You remember Dave sent you an email about the load around this time last year when he went on vacation. You quickly do a search and you find the email. The email gives you steps on how to undo the load and what if any consequences you may face by undoing things. You go to a previous nights backup, do a database restore and script out the procedures. You’re taking a gamble that you’ve got the right procedures, but that’s your only course of action. After five or six hours of user complaints and a lot of sweating, you’ve got the database back to normal again, or at least you think so. You say to yourself, “I need a vacation and Dave’s dead meat when he gets back.”

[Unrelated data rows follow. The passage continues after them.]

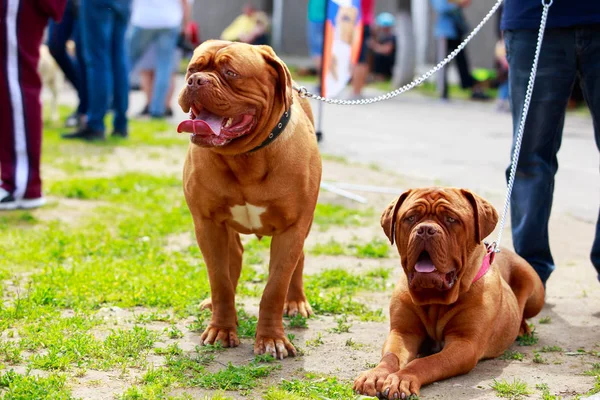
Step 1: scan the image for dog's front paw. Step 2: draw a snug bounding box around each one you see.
[254,333,296,360]
[353,366,390,397]
[200,325,240,347]
[382,371,421,400]
[283,298,314,318]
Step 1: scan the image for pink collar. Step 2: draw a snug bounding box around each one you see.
[473,243,496,283]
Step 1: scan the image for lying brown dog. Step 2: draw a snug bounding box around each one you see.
[354,188,544,399]
[178,41,321,358]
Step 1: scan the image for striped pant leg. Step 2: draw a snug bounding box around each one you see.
[0,0,48,199]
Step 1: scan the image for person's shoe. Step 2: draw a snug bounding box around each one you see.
[110,129,129,139]
[471,91,490,100]
[137,104,150,117]
[17,197,46,210]
[65,111,87,128]
[61,127,104,140]
[0,188,17,210]
[0,188,46,211]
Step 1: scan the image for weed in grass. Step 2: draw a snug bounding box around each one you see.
[0,340,23,364]
[517,329,538,346]
[289,314,308,329]
[535,383,561,400]
[154,343,183,356]
[354,239,390,258]
[314,203,375,230]
[306,332,325,347]
[491,379,532,399]
[346,338,365,350]
[165,325,183,339]
[310,238,350,256]
[499,350,525,361]
[0,370,73,400]
[533,351,548,364]
[238,309,258,338]
[584,363,600,376]
[254,354,275,363]
[265,373,358,400]
[331,315,352,333]
[540,346,563,353]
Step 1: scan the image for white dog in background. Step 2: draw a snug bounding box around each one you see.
[38,44,65,122]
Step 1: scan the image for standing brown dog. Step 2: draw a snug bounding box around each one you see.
[178,41,321,358]
[354,188,544,399]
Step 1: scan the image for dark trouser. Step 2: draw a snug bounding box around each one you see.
[504,25,600,282]
[373,52,396,79]
[80,0,131,132]
[48,2,87,114]
[438,37,475,99]
[0,0,48,199]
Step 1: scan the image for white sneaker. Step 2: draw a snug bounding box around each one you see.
[0,188,46,211]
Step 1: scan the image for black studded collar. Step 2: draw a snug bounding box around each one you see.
[248,107,292,153]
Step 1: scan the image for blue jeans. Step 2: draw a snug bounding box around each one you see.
[48,1,88,114]
[80,0,131,132]
[129,26,181,117]
[505,25,600,282]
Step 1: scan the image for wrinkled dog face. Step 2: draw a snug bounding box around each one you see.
[177,41,291,147]
[382,188,498,305]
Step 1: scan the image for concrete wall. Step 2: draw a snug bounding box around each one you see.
[194,0,497,67]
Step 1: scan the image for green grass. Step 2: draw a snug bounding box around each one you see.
[517,330,538,346]
[305,268,391,321]
[314,203,375,230]
[540,346,563,353]
[499,350,525,361]
[491,379,532,399]
[263,373,358,400]
[0,108,394,400]
[0,370,73,400]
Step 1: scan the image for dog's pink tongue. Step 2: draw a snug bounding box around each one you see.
[177,110,225,136]
[415,260,435,274]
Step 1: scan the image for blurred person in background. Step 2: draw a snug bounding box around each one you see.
[62,0,132,140]
[48,0,87,128]
[221,3,271,45]
[367,12,396,80]
[351,0,375,99]
[0,0,66,210]
[129,0,191,118]
[306,0,327,75]
[431,0,489,100]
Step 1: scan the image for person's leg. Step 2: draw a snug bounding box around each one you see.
[140,69,154,111]
[577,25,600,280]
[448,37,475,89]
[436,38,448,100]
[112,5,129,136]
[73,0,114,138]
[73,18,89,119]
[505,29,576,283]
[48,3,81,92]
[0,0,48,210]
[352,26,370,97]
[150,28,179,118]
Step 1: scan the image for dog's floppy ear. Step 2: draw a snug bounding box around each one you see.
[460,189,498,244]
[381,190,411,244]
[256,45,293,110]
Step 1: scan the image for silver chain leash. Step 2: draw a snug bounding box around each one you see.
[495,0,554,252]
[294,0,504,106]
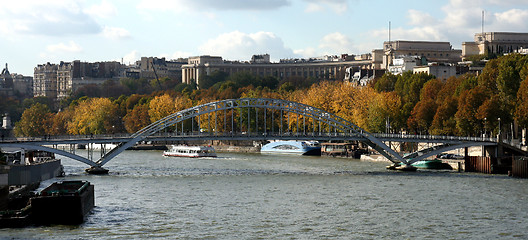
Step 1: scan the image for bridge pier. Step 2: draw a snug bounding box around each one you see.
[387,163,417,172]
[84,166,108,175]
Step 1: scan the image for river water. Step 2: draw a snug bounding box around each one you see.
[0,151,528,239]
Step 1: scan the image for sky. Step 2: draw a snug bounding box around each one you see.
[0,0,528,76]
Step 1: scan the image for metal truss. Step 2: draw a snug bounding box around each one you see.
[97,98,407,166]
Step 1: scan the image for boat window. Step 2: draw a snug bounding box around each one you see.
[273,145,299,150]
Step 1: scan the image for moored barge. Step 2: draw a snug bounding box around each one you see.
[31,181,95,225]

Have you ever found yourself in this situation? Something gets changed and you don’t know about until there’s a problem. Or someone makes a change and says “Don’t worry, it’s a small change. No one will even notice.” I think we have all found ourselves in these situations. The only way to fix things like this is to bolt down your servers and make the users sign their life away if they want to use your server. Not too likely, but it’ll work if you could get it implemented.
I think we need to look for a solution in the middle of the road. Something that works for you as a DBA and something that works for the rest of the world. People just don’t understand how stressful your job really is. You’re the bottom of the totem pole, well maybe the NT Engineers are the bottom, but still you’re pretty close. All types of changes occur outside of your control and the only time you are aware is when something goes wrong.
Well you might not be able to fix the things outside of your control, but you are the DBA, the master of the databases. In order to implement change control company-wide it takes a lot of effort, coordination, and buy-in from a lot of people. But that doesn’t mean you can’t start with your own area and put control mechanisms in place for the databases. So where do you begin?
For most changes to take affect and have a quick payback, implementing things slow and steady is the way to go. Identify a critical database, kind of like the one Dave screwed up, and start to create guidelines around how you would handle changes for this database. If you try to make a master plan to solve all of the problems, you will never get it implemented. Create a small project plan, or a task list of things you need to accomplish, and take care of one item at a time. If something doesn’t work, adjust the plan accordingly.
Evaluate and Tighten Database Security
There are probably other reasons why you want tight database security, but have you ever thought about it from a change control perspective? The greatest process in the world won’t prevent people from sneaking things into production. You might be able to catch and find out who did it, such as the change that DBA Dave did above, but at that point it’s too late. Take a look at your security settings and determine ways people might be able to make changes to your database that they shouldn’t. Start with the server roles and see who has access that really shouldn’t. Then take a look at the database roles. If you are using the standard database roles, see how you can create customized roles with limited access. Usually when things don’t work due to security access, the fix is to grant too much access. Now it’s your turn to reverse the tide.
Establish a Release Schedule
Instead of making production changes on the fly, make changes on a periodic controlled basis. If people know that changes are to be made on a schedule you set, they can adjust their schedule accordingly. It doesn’t mean that you can never put changes into production outside of this schedule, it just means that somebody better have a really good reason why they need something immediately instead of waiting for the scheduled release. This may sound like it will slow down the development process, and you know your users need those changes right away, but having a more controlled approach will actually benefit your end users as well. The users will know what’s coming and when it’s coming instead of finding out about a change after something that use to work no longer works.